Scientists began this process by taking the genetic code used to make the outer layer of the polio virus, and combining it with material from various other virus known to effectively infect plants. From there, the resulting combination was inserted into soil bacteria, which then went on to infect tobacco. After the infection took hold, the plants responded to the newly made genetic code and began making the virus-like particles that would later be extracted.

When used in preliminary animal tests, the particles completed prevented polio from occurring.

Speaking to BBC News, John Innes Professor George Lomonossoff called the particles "incredibly good mimics."

A =  Virus-like particles (VLPs) in vitreous ice. B = Reconstruction of poliovirus. C = VLP showing empty internal surface. D and E = Resolutions of poliovirus. (Image Credit: John Innes Center) A Replacement for the Polio Vaccine

The World Health Organization (WHO) has already provided funding towards this research, with the goal of using it to replace the polio vaccine still in use. Current polio vaccines utilize the actual polio virus, albeit a much subdued version; however, that poses a few risks, included its potential reintroduction into society.

The virus-like particles, and the process in which they were created, also aren't exclusive to polio. There are plans to expand it to treat many other diseases, such as the flu, as well as outbreaks of new diseases. In theory, so long as the genetic code is available, as it was with polio, then a vaccine can be made.

"In an experiment with a Canadian company, they showed you could actually identify a new strain of virus and produce a candidate vaccine in three to four weeks," Lomonossoff told the BBC. "It has potential for making vaccines against emerging epidemics, of course recently we had Zika and prior to that we had Ebola."

Tinkering with plant machinery could also potentially yield other useful results, including clean fuel for our vehicles and compounds to fight diseases.

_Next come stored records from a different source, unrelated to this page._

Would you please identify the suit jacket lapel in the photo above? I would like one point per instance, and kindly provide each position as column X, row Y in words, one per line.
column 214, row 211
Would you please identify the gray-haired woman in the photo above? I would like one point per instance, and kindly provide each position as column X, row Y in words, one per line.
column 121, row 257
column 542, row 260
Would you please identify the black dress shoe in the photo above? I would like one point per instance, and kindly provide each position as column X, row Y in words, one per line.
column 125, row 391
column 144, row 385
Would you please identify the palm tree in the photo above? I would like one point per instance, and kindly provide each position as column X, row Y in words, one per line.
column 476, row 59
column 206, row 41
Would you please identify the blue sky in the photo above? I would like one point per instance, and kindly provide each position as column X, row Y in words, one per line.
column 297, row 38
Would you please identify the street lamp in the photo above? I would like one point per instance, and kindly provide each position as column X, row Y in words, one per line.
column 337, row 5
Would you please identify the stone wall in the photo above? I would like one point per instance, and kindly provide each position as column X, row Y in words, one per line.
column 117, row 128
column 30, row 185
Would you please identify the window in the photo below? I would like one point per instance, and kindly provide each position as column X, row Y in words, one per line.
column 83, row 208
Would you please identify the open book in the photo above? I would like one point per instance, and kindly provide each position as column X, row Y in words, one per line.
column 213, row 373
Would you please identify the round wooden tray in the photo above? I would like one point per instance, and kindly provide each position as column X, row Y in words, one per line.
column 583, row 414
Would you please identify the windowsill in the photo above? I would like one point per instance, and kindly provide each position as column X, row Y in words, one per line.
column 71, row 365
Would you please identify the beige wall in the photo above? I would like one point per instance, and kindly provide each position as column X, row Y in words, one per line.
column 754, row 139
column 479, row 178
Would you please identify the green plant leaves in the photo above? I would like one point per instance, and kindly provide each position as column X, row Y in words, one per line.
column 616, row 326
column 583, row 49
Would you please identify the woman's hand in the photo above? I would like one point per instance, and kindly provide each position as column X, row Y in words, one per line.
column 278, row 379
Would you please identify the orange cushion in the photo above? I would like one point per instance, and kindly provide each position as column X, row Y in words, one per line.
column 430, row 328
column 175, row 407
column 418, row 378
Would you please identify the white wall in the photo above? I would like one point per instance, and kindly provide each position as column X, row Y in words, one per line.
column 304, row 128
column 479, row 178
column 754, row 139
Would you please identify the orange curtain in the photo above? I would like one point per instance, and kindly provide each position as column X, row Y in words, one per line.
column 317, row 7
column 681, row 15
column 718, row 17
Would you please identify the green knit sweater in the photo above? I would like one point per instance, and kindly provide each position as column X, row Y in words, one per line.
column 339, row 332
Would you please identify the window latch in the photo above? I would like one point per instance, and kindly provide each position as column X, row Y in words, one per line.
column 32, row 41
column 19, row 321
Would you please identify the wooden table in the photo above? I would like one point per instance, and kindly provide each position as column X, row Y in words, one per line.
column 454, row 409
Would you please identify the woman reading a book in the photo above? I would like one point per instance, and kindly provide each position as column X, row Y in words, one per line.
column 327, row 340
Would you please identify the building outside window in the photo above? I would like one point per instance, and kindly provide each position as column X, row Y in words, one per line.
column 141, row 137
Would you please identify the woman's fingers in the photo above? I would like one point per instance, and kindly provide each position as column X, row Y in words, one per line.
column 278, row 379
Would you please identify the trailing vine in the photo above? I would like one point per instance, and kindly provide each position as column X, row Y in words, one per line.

While Lomonossoff's unique process provides a cheaper, more efficient way to make vaccines, there are still aspects to work out before its fully implemented; for example, whether using a tobacco plant will lead to a vaccine with nicotine in it, and in turn, create a nicotine craving.

Polio currently affects very few people — 37 cases were reported in 2016 — but the disease is so infectious that even a single case could be disastrous; that one case could lead to 200,000 new cases every year within ten years. What is perhaps scariest about it is those infected may not even be aware of it; its symptoms include a sore throat, headache, or a fever, all of which are fairly common among less dangerous diseases.

The WHO estimates that, thanks to the global push to eradicate polio, more than 16 million people have been saved from paralysis. If there's a way to eradicate it completely, it's worth it.